Он стоял в дверях и смотрел на меня взглядом, который я никак не могла расшифровать. Было в нем что-то… непростое.
— Выйди, — попросила я.
— А то не видал я тебя голую, — фыркнул Федька, но все-таки вышел.
В консультации мне предложили записаться на прием — ну да, через две недели, но Федька моментом построил регистратуру, и через пять минут я уже сидела перед кабинетом с талончиком. Осмотр, расспросы, заполнение карточки, направления на анализы…
В машине я растерянно перебирала весь этот ворох бумаг, когда Федька коротко поинтересовался:
— На аборт?
— Нет, — отвечать не хотелось, но и отмолчаться вряд ли получилось бы.
— Значит, будешь рожать, — сказал он задумчиво. — Понятно.
— А тебе на работу не надо? — вяло огрызнулась я.
— Моя работа, в отличие от твоей, прекрасно работается без моего присутствия. Если что — позвонят.
Федька довел меня до квартиры, переждал очередной мой сеанс общения с ихтиандром, приготовил коктейль («До вечера выпить весь!») и уехал. А я написала Люське, что жду ее в скайпе.

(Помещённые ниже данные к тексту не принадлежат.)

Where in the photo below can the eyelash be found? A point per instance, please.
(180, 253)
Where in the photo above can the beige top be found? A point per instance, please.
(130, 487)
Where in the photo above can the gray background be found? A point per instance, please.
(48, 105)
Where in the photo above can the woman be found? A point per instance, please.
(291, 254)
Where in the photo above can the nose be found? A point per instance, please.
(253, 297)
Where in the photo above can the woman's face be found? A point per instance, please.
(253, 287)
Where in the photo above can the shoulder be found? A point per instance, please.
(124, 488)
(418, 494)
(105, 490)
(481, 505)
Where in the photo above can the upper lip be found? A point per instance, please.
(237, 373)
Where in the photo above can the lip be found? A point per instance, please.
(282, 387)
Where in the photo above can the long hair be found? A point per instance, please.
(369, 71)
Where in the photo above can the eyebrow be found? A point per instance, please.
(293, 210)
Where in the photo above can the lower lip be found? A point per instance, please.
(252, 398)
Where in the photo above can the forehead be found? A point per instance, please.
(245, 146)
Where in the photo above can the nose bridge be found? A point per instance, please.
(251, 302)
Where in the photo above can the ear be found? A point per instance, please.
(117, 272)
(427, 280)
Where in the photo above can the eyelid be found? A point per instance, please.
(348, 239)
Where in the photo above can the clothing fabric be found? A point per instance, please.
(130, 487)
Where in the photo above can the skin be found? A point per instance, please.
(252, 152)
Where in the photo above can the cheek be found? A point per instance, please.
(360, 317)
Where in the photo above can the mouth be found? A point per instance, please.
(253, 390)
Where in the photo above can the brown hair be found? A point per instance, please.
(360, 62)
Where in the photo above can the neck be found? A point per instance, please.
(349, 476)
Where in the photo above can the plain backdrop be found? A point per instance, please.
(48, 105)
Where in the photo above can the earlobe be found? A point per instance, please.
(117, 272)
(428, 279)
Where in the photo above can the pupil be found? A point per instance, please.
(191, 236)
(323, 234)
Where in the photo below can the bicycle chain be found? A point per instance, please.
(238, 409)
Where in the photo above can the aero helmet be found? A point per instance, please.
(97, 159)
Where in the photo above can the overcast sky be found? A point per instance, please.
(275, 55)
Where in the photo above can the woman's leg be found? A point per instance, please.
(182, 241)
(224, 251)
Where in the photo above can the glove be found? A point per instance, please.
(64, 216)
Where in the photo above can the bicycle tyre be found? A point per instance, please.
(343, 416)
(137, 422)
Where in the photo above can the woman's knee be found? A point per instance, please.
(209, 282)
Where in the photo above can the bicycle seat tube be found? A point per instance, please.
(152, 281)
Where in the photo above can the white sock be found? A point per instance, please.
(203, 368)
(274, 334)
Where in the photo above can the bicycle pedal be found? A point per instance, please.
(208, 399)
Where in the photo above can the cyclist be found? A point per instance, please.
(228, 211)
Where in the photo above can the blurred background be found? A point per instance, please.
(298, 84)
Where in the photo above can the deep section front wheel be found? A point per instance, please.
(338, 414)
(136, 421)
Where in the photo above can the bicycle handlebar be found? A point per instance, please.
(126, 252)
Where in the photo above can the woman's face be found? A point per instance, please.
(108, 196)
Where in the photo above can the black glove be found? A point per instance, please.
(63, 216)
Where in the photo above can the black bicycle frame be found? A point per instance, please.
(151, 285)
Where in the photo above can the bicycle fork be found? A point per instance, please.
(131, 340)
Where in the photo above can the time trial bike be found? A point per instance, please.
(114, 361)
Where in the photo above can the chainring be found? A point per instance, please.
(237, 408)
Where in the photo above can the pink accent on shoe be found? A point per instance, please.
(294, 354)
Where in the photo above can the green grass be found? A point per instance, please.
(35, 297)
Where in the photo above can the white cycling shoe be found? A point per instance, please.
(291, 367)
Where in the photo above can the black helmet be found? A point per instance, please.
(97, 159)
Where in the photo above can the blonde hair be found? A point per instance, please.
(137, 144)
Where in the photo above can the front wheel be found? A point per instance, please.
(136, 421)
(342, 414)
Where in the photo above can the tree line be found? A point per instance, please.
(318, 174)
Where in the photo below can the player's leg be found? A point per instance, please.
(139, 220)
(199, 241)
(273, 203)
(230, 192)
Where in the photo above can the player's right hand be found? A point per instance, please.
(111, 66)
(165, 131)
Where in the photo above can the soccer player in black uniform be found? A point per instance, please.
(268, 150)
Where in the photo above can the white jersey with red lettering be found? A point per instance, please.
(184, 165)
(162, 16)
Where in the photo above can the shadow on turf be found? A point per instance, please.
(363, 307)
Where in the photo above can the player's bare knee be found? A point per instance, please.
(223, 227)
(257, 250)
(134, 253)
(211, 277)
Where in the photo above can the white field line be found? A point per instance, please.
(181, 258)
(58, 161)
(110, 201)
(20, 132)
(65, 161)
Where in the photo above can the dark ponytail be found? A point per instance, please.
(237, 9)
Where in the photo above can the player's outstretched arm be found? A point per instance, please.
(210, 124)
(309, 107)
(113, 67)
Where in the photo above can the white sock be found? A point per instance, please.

По правде, скайп я ненавижу. И вообще из всех видов общения признаю только личное и письменное. Голос отдельно от его обладателя вызывает у меня необъяснимое чувство то ли страха, то ли отвращения. Поэтому телефонные разговоры — это нечто вроде моей фобии, и по возможности я стараюсь их избегать. А скайп хоть и с изображением, но это мало что меняет. Даже хуже. Вроде бы живой человек — говорит, двигается, рожи корчит… и все равно иллюзия. Но Люська никогда не любила писать, поэтому приходилось терпеть.
Минут через десять пропищал сигнал: Люська вышла на связь. Из лондонской квартиры, чему я была рада — видеть
интерьеры Скайхилла совершенно не хотелось.— Какого черта? — мрачно поинтересовалась я.
— Ты о чем? — удивилась она вполне натурально.
— О Федоре Петровиче.
— А что такое? Только не говори, что он тебя грязно домогался.
Я кратко изложила диспозицию. И о том, как спалилась, и о событиях сегодняшнего утра. Люська отреагировала непечатно.
— Послушай, я просто не хотела, чтобы беременная баба тащила два тяжеленных чемодана. Пусть даже и на колесиках. И ничего более. Но он молодец. Я всегда знала, что он настоящий мужик. Потому что…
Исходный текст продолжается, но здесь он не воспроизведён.